From the functional point of view there are two phases in AutoFDO:
Phase 1: Generate the profile file
AutoFDO needs a perf.data file that captures the BR_INST_RETIRED:TAKEN event in the processor. This event will vary for every architecture, so we are going to use ocperf, which is part of the pmu-tools project, which wraps all the information required for perf to generate the perf.data correctly for any Intel architecture. The user is free to use this tool or just the perf tool.
# ocperf.py record -b -e br_inst_retired.near_taken:pp -- ./sort Bubble sorting array of 30000 elements 3731 ms [ perf record: Woken up 7 times to write data ] [ perf record: Captured and wrote 1.580 MB perf.data (3902 samples) ]
After this a standalone tool is used to convert the perf.data file into gcov format. This tool is create_gcov from autofdo set of tools:
# create_gcov --binary=./sort --profile=perf.data --gcov=sort.gcov -gcov_version=1
Phase 2: Use profile to optimize binary
The following info is read from the profile gcov file ( in our case sort.gcov ) :
- Function names and file names.
- Source level profile, which is a mapping from inline stack to its sample counts.
- Module profile: Module to aux-modules mapping
In order to read the profile file we need to rebuild the source:
# gcc -O3 -fauto-profile=sort.gcov sort.c -o sort_autofdo
After this we have the binary sort_autofdo, the which we can run to test:
# ./sort_autofdo Bubble sorting array of 30000 elements 1447 ms
As we can see we have similar results than with FDO, with some advantages:
- Profile collection can occur on production systems.

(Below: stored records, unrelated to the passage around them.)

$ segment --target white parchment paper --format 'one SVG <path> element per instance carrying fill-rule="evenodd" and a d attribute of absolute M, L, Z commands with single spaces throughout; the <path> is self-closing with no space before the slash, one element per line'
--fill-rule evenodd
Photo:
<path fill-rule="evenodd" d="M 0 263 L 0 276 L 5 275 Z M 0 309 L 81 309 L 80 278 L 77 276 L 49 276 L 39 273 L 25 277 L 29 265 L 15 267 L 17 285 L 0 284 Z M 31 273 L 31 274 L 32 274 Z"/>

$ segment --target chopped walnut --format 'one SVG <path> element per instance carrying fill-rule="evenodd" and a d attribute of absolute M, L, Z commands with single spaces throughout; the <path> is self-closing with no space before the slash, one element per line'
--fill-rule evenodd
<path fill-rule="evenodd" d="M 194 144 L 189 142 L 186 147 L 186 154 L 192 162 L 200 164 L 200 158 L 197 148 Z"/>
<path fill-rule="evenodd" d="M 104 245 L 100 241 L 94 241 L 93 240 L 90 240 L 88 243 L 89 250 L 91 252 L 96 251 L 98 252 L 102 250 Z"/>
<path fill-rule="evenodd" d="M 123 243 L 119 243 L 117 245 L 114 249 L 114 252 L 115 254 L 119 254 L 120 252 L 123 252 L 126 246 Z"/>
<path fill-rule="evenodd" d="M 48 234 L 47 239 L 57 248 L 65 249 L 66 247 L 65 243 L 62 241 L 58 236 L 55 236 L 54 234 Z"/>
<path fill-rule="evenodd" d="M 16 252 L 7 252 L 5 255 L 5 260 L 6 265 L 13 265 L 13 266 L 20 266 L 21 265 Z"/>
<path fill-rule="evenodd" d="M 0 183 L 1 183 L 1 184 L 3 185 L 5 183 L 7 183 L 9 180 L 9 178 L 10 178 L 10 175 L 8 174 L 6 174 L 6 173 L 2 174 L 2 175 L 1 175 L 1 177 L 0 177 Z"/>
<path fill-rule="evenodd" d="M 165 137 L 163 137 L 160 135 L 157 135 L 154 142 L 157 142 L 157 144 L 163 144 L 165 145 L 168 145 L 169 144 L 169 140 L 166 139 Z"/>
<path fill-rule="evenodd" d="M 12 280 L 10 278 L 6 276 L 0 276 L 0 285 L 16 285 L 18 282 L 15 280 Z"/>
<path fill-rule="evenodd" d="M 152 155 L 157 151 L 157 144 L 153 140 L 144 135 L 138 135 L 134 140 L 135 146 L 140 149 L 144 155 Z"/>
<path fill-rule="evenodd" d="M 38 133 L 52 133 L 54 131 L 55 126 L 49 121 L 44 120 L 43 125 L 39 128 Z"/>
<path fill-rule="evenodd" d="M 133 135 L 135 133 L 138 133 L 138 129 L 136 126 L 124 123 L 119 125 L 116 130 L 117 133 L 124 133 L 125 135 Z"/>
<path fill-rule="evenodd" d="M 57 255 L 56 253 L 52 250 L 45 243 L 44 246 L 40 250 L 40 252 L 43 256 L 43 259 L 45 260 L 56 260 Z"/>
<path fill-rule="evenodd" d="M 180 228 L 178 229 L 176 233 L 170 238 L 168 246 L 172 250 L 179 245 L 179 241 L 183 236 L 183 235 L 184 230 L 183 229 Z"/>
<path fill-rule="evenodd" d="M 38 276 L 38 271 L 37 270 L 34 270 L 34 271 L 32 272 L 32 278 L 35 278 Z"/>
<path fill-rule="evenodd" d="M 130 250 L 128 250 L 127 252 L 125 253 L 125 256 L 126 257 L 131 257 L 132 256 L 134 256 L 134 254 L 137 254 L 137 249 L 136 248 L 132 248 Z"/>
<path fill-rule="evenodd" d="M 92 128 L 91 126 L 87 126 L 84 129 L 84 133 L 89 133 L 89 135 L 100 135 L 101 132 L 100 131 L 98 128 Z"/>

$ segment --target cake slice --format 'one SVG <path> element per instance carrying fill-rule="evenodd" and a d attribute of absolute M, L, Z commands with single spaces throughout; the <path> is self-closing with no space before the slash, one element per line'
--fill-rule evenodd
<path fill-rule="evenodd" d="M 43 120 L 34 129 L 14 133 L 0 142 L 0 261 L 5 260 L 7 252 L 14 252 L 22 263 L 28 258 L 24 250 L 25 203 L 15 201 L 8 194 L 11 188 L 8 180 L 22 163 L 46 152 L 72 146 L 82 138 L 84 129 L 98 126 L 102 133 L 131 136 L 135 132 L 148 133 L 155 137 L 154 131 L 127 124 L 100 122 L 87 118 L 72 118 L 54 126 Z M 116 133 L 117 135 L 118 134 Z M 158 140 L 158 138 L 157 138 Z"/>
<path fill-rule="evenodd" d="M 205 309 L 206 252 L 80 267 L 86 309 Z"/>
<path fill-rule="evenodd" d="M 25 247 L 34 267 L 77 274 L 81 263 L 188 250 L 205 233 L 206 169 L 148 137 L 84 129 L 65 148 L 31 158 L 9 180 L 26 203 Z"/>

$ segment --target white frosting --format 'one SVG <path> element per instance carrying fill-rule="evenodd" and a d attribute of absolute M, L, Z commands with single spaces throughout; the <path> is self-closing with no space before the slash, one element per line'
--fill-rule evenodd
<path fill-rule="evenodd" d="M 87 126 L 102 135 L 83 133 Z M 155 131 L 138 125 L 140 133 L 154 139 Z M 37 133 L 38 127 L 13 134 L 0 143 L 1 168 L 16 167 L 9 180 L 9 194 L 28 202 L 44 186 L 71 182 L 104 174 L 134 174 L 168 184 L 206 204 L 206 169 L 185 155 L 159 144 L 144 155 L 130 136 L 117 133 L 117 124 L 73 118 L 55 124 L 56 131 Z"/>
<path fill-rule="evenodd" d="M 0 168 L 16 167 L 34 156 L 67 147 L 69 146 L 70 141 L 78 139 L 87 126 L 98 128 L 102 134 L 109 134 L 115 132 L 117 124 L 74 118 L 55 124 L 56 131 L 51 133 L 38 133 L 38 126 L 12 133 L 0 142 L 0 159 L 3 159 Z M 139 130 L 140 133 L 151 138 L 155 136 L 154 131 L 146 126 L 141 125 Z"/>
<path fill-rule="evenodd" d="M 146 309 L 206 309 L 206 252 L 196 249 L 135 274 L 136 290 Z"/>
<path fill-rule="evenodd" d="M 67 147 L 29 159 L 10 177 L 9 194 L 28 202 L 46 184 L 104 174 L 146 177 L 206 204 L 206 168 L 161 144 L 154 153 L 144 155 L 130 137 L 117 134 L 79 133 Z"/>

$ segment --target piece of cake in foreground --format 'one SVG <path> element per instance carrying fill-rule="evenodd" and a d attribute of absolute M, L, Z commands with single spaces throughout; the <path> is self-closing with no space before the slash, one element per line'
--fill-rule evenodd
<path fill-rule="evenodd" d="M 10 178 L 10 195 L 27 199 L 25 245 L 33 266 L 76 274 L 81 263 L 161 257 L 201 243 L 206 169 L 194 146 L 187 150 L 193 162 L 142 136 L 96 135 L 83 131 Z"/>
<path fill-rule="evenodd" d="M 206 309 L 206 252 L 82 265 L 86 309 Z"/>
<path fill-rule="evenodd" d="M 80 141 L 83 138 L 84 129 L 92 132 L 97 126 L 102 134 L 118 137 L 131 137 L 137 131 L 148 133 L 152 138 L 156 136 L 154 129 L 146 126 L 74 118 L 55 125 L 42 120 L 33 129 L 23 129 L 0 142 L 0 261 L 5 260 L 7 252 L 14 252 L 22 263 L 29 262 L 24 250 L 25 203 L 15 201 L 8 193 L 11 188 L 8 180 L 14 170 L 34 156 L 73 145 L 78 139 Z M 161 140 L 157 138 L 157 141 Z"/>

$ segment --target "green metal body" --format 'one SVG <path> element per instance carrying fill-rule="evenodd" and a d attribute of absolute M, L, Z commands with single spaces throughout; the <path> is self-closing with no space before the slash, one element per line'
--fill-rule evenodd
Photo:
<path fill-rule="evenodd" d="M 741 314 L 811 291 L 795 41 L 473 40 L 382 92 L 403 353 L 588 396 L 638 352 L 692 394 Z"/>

The profiles shall therefore be readily available for FDO builds without the need for any special instrumentation build and run
- The profile data thus collected during the testing and development phase can then be used to build the optimized binary. This is similar to the instrumentation-based FDO model, except that the overhead of profile collection is much lower.
- The traditional FDO model using instrumented runs to collect profile data is not suitable for cases where execution of the instrumented code changes the behavior of time-critical code such as operating system kernel code
- The current instrumentation-based FDO model does not support obtaining execution counts for kernel code
Bibliography
Ramasamy, V., Yuan, P., Chen, D., & Hundt, R. (2008). Feedback-Directed Optimizations in GCC with Estimated Edge Profiles from Hardware Event Sampling. Proceedings of the GCC Developers’ Summit, 87-102.